Connors, 61, and McEnroe, 55, won a combined 15 Grand Slam singles titles in their lengthy careers. Connors  finished with eight Slam tournament championships, including five U.S. Opens. Overall, he won a record 109 tour events and ranked as the No. 1 player for five years.

Former Wimbledon champion Pat Cash, 48, and 54-year-old Ivan Lendl, who also won eight Grand Slam singles championships, are also on the bill.

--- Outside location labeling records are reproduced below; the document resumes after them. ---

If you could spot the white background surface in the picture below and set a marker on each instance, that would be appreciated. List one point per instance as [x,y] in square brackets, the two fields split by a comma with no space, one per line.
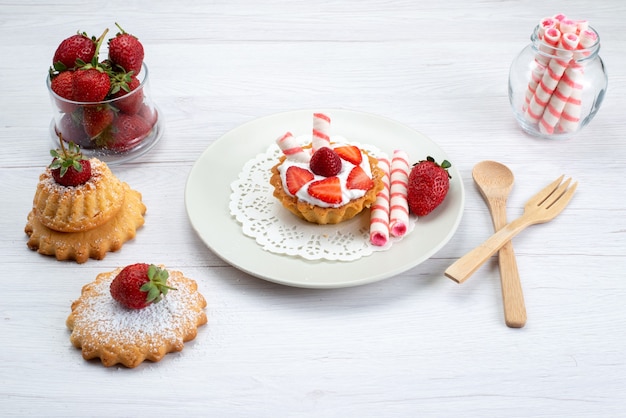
[416,344]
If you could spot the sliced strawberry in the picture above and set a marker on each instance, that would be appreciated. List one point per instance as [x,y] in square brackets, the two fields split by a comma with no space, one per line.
[358,179]
[350,153]
[297,177]
[327,190]
[325,162]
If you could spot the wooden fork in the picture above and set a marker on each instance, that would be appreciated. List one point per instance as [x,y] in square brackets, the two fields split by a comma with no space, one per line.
[542,207]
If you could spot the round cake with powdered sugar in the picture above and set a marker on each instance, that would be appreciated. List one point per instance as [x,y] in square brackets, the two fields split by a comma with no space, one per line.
[103,328]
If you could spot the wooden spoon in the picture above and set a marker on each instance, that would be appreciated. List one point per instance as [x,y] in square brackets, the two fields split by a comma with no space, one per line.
[495,182]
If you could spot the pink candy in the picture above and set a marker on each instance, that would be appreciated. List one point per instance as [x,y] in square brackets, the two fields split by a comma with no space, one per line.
[321,131]
[379,214]
[292,150]
[553,96]
[399,207]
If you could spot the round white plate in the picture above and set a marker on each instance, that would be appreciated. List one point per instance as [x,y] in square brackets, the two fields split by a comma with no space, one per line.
[207,195]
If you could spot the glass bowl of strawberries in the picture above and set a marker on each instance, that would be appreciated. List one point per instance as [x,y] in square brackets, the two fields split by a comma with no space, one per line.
[103,105]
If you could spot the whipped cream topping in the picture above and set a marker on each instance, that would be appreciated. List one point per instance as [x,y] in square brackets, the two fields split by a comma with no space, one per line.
[346,167]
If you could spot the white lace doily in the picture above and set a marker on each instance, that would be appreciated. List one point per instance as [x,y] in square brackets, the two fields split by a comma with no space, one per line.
[277,230]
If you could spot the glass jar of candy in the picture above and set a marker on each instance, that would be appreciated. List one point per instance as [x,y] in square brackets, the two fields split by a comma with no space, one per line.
[557,83]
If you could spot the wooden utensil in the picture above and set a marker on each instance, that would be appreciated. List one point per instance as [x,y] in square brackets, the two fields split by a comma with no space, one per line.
[495,181]
[542,207]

During a conference call with reporters to promote the one-night tournament stopping in Nashville and Charlotte next week, Connors displayed flashes of his old bravado while also chuckling and wincing over how far he is from the glory days. Remember, more than two decades have passed since Connors made his signature run to the U.S. Open semis at age 39, ancient by tennis standards.

Asked to assess his mobility and health, Connors said, “I’ve had three hip replacements. But I’m still standing.”

Later, he added, “Tennis should come with a label: Caution, may be hazardous to your health. What a tennis athlete does is really go out on a daily basis and tear his body apart.”

Connors set the record straight on a few topics, from a still-simmering rivalry with McEnroe to frustration over the power-serve style favored by the best players today.

“I think that a lot of fans in tennis, even though they love the tennis today, they can identify a little bit more with the tennis of maybe yesteryear,” he said. “I say that because they feel that they can go out and be a part of that and play that kind of tennis also. I’ve always said that.”